HTTP/1.1 202 ACCEPTED
Date: Fri, 21 March 2014 10:59:12 GMT
Location: /asynchronous-transformer/status/765
Connection: close

The response tells the client that the request seems to be correct and gives the client a URI from which the status and eventually the result can be retrieved.

Request 2

GET /asynchronous-transformer/status/765
Host: example.org
Accept: text/turtle, application/rdf+xml;q=.8, */*;q=.1
User-Agent: my-client/0.1

Response 2:

HTTP/1.1 202 ACCEPTED
Date: Fri, 21 March 2014 10:59:18 GMT
Connection: close
Content-Type: text/turtle

@prefix trans: <http://vocab.fusepool.info/transformer#>.
<> trans:status trans:Processing.

The request was accepted and the body of the message tells the client that the status if still trans:Processing.

Request 3

GET /asynchronous-transformer/status/765
Host: example.org
Accept: text/turtle, application/rdf+xml;q=.8, */*;q=.1
User-Agent: my-client/0.1

Response 3:

HTTP/1.1 200 OK
Date: Fri, 21 March 2014 11:00:12 GMT
Connection: close
Content-Type: text/turtle

@prefix vcard: <http://www.w3.org/2006/vcard/ns#> .
@prefix rdfa: <http://www.w3.org/ns/rdfa#> .
[] a vcard:Individual;
  vcard:hasEmail <mailto:[email protected]>;
  vcard:fn "Corky Crystal";
  vcard:hasTelephone [ a vcard:Home,
    vcard:Voice;
    vcard:hasValue "tel:+61755555555" ];
  vcard:nickname "Corks" .

Eventually the client gets a 200 Response code with the RDF representation of the submitted VCard content as body.

Remarks

The asynchronous transformer does not need to be a separate transformer from its synchronous counterpart. It can be the same transformer from the user perspective, i.e. have the same URI. This transformer can then support both sync and async behavior. The exact behavior can be triggered based on the length of the POSTed content, for example.
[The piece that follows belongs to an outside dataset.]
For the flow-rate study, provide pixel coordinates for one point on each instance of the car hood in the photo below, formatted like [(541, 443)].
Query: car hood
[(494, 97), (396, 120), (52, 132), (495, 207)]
It is undefined by this specification how long an Transformation result shall remain available for retrieval. The transformer should not delete the Transformation result on the first GET request, repeating the GET request shortly after should yield to the same results. Typical the time a result is available depends on the required processing time. The result of a job that took only a few seconds might remain available for several minutes, the result of a job that took several hours might remain available for several days. When a result is no longer available the server returns status code 404. A restart of the transformer will typically cause the Transformation results to become unavailable. Even though some transformers might keep the result available permanently, clients should never rely on this.

Open issues

  • Using hydra?